All I learned of OpenGL came from NeHe and GameTutorials - I'm extreamly thankful for them.
It was until my last project, where I had a divided screen showing two cars (player 1 and 2) in a racing game. The game would show things like laps and the car speed on the screen, load the tracks from a file (actually, a lua script!), etc. All based on NeHe's lesson 24. But I left the code alone for some time, and when I came back, I realised the code was such a mess that I had no idea how was I suposed to implement a GUI of some sort... after all, my code was huge pile of copy&paste material. So I forgot completely about my game, got back to cplusplus.com and started learning c++ all over again...

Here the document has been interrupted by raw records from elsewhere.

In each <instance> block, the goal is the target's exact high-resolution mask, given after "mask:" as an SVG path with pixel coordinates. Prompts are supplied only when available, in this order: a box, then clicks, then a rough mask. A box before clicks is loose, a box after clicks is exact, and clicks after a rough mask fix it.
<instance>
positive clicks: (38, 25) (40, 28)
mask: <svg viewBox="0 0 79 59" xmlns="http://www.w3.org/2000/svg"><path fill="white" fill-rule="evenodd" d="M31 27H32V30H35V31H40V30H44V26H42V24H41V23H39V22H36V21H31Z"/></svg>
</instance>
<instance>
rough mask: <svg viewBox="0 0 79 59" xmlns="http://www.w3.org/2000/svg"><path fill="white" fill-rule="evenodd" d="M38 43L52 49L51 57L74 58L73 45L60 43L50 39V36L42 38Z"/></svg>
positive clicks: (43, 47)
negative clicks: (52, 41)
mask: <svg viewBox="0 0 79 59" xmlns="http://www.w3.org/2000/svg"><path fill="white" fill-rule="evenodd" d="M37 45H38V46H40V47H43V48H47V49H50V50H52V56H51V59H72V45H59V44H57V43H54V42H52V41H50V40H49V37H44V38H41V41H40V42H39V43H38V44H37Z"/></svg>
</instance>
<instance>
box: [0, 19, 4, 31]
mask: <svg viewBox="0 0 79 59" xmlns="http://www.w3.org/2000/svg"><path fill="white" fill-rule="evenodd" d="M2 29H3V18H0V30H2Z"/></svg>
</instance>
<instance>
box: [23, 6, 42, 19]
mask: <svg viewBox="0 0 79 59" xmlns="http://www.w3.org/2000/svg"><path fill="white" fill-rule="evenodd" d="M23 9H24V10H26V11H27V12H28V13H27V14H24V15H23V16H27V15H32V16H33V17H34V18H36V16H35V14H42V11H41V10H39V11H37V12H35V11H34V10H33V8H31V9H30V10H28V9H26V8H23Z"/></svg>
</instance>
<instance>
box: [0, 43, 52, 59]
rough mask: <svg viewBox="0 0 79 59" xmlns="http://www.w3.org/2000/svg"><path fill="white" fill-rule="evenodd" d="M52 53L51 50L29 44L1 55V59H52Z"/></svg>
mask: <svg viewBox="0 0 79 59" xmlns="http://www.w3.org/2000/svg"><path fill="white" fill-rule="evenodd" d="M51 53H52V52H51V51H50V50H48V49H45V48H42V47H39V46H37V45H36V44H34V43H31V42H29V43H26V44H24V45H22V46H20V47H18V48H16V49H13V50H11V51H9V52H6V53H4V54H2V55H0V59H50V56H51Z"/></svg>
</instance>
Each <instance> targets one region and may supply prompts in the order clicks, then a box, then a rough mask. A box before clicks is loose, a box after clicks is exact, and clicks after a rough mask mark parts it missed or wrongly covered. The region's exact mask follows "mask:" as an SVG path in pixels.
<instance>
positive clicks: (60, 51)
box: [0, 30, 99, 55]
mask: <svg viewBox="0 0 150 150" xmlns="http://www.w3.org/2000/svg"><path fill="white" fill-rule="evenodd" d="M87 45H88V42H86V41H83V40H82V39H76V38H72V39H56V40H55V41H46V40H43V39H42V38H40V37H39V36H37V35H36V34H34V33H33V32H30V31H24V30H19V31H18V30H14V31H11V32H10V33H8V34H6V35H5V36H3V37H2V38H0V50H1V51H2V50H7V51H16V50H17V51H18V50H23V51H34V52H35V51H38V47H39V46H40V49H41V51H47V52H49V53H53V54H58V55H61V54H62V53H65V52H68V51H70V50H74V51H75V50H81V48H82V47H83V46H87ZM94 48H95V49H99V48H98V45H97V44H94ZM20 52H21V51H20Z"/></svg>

Yes, all my source codes were big Frankenstein monsters, and maybe it's all the tutorials fault. But I learned a lot just by messing around with my Frankenstein's guts. To be honest, I don't think I can even build an OpenGL aplication by myself yet, but the fact that I have a program that allows me to draw triangles in the screen has let me to build a heightmap on top of GameTutorials OpenGL 6 tutorial (it was a tutorial teaching you how to implement a free moving camera in real time.). And the lighting of the terrain was actually built by myself (ok, almost, I got the lights from NeHe, but made the normals myself), while the camera.. was a complete rip-off from CodeTutorials (and since then, all my cameras have been CodeTutorials rip-offs..).

So I believe that what we have here is just newbies walking around with codes too complex for them to understand, and the problem is that they think they wrote that code, while they did not. However, once they realise this, I don't see much problems from copy&paste tutorials.